Long COVID Patients Have Low Iron Levels

Researchers at the University of Cambridge pinpointed low iron as a potential link to long-COVID symptoms thanks to a study they initiated shortly after the start of the pandemic. They recruited people who tested positive for the virus to provide blood samples for analysis over a year, which allowed the researchers to look for post-infection changes in the blood. The researchers looked at 214 samples and found that 45 percent of patients reported symptoms of long COVID that lasted between three and 10 months.

In analyzing the blood samples, the research team noticed that people experiencing long COVID had low iron levels, contributing to anemia and low red blood cell production, just two weeks after they were diagnosed with COVID-19. This was true for patients regardless of age, sex, or the initial severity of their infection.

According to one of the study co-authors, the removal of iron from the bloodstream is a natural process and defense mechanism of the body.

But it can jeopardize a person’s recovery.

When the body has an infection, it responds by removing iron from the bloodstream. This protects us from potentially lethal bacteria that capture the iron in the bloodstream and grow rapidly. It’s an evolutionary response that redistributes iron in the body, and the blood plasma becomes an iron desert,” University of Oxford professor Hal Drakesmith said in a press release. “However, if this goes on for a long time, there is less iron for red blood cells, so oxygen is transported less efficiently affecting metabolism and energy production, and for white blood cells, which need iron to work properly. The protective mechanism ends up becoming a problem.”

The research team believes that consistently low iron levels could explain why individuals with long COVID continue to experience fatigue and difficulty exercising. As such, the researchers suggested iron supplementation to help regulate and prevent the often debilitating symptoms associated with long COVID.

It isn’t necessarily the case that individuals don’t have enough iron in their body, it’s just that it’s trapped in the wrong place,” Aimee Hanson, a postdoctoral researcher at the University of Cambridge who worked on the study, said in the press release. “What we need is a way to remobilize the iron and pull it back into the bloodstream, where it becomes more useful to the red blood cells.”

The research team pointed out that iron supplementation isn’t always straightforward. Achieving the right level of iron varies from person to person. Too much iron can cause stomach issues, ranging from constipation, nausea, and abdominal pain to gastritis and gastric lesions.

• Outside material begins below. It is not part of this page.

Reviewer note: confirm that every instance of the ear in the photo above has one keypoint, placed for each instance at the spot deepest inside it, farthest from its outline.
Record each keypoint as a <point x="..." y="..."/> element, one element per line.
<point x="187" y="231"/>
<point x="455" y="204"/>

1 in 5 Still Affected by Long COVID

COVID-19 has affected nearly 40 percent of Americans, with one in five of those still suffering from symptoms of long COVID, according to the U.S. Centers for Disease Control and Prevention (CDC). Long COVID is marked by health issues that continue at least four weeks after an individual was initially diagnosed with COVID-19. Symptoms can last for days, weeks, months, or years and may include fatigue, cough or chest pain, headache, brain fog, depression or anxiety, digestive issues, and joint or muscle pain.